Madness or suicide, sometimes both. Those are the calamities that befall those who attract the wrath of the Furies. Well, Itachi supposes this is suicide of a sort. He knows full well what the burning sensation in his limbs, the slow dissolution of his vision, and the increasing difficulty of his breathing mean. As he'd intended, this battle has been strenuous enough to accelerate the progress of his already-terminal disease, and the fact that he hadn't taken any of the medicines prepared for him by Rain's medic-nin over the past week isn't helping either. His calculations had been exactly correct. He and Sasuke are both on the verge of collapse, but Sasuke will recover and he will not. But in a very real sense, it can't be said that Sasuke has killed him, because Sasuke's backed up against a wall, all his chakra gone and his sword lying uselessly on the ground next to him. Itachi's death might have been hurried along by Sasuke, but the final blow will be dealt by his own failing body.
So yes, this is suicide, if one is willing to stretch the definition a little.
And madness? That also depends on the definition one wishes to use. After all, most people who know the name "Uchiha Itachi" certainly don't consider him sane.
He looks up at the sky, with its deep gray thunderclouds and pouring rain.
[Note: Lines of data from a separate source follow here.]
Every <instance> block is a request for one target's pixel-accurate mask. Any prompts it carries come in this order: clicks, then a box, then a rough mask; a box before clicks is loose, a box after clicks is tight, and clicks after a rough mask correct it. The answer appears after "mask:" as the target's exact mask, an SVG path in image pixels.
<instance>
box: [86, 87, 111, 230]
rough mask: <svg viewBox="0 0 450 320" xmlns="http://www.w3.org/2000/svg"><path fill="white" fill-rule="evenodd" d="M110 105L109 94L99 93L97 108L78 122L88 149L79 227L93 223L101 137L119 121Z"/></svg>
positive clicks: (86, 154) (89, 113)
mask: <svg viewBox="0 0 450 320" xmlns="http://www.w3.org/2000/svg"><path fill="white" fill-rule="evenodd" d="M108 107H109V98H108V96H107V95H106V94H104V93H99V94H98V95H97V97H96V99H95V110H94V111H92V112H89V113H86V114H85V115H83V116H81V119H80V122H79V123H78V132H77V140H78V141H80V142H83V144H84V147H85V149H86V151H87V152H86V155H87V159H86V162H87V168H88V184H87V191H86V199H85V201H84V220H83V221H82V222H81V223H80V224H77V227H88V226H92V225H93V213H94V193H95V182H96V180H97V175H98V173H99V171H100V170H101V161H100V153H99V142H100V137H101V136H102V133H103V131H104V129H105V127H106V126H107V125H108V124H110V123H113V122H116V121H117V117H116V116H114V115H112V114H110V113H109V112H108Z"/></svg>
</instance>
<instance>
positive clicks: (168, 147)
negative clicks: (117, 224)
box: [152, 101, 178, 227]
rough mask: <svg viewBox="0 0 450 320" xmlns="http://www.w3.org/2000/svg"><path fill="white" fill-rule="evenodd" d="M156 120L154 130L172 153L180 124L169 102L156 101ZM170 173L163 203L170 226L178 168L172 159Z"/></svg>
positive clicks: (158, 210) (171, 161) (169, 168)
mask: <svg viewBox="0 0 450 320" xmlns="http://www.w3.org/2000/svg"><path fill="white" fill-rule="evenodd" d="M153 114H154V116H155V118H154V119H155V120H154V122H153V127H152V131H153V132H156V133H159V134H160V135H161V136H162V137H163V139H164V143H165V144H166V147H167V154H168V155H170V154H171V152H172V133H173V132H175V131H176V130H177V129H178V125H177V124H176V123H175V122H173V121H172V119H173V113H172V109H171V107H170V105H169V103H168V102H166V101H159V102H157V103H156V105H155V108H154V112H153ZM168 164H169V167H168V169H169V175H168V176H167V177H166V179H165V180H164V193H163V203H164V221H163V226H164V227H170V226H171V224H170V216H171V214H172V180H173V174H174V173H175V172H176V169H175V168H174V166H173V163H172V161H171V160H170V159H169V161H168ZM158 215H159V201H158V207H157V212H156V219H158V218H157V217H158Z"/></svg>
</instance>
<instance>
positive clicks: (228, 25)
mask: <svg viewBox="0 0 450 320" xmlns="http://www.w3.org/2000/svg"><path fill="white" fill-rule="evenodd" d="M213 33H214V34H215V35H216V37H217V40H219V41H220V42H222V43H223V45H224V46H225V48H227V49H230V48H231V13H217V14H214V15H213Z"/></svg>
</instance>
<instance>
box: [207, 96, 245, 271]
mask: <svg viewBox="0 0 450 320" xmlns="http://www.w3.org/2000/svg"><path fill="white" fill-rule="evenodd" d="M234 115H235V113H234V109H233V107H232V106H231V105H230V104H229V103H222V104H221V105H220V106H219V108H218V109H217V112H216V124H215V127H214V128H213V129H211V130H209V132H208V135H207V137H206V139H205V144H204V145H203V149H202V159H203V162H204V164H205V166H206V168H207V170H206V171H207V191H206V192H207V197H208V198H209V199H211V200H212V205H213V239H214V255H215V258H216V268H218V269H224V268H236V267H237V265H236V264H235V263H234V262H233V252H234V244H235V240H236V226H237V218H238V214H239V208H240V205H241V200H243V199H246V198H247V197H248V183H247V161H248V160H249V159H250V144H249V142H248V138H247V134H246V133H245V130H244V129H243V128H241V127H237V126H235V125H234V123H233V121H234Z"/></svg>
He would have preferred his last view of the sky to be a clear and glorious blue, but he'll take what he can get. And perhaps the rain is appropriate, in a way. It washes away all the pain and the sorrow and the mistakes of the past, making way for the bright and beautiful future that is to come.
He manages to turn his head ever so slightly to the side, to where they are standing. "You see?" says the old woman. "We've destroyed you."
Itachi thinks that this is quite true. But his destruction is his brother's salvation, so he mouths the words he no longer has the strength to speak out loud. The Kindly Ones seem surprised, possibly because no one's ever said this to them before.
Thank you.
A/N: I thought about adding this to "Dreams of the Will of Fire", but it's been so long since I finished that collection that I decided to make this a separate one-shot instead.
The title of this story is another of the names for the Furies.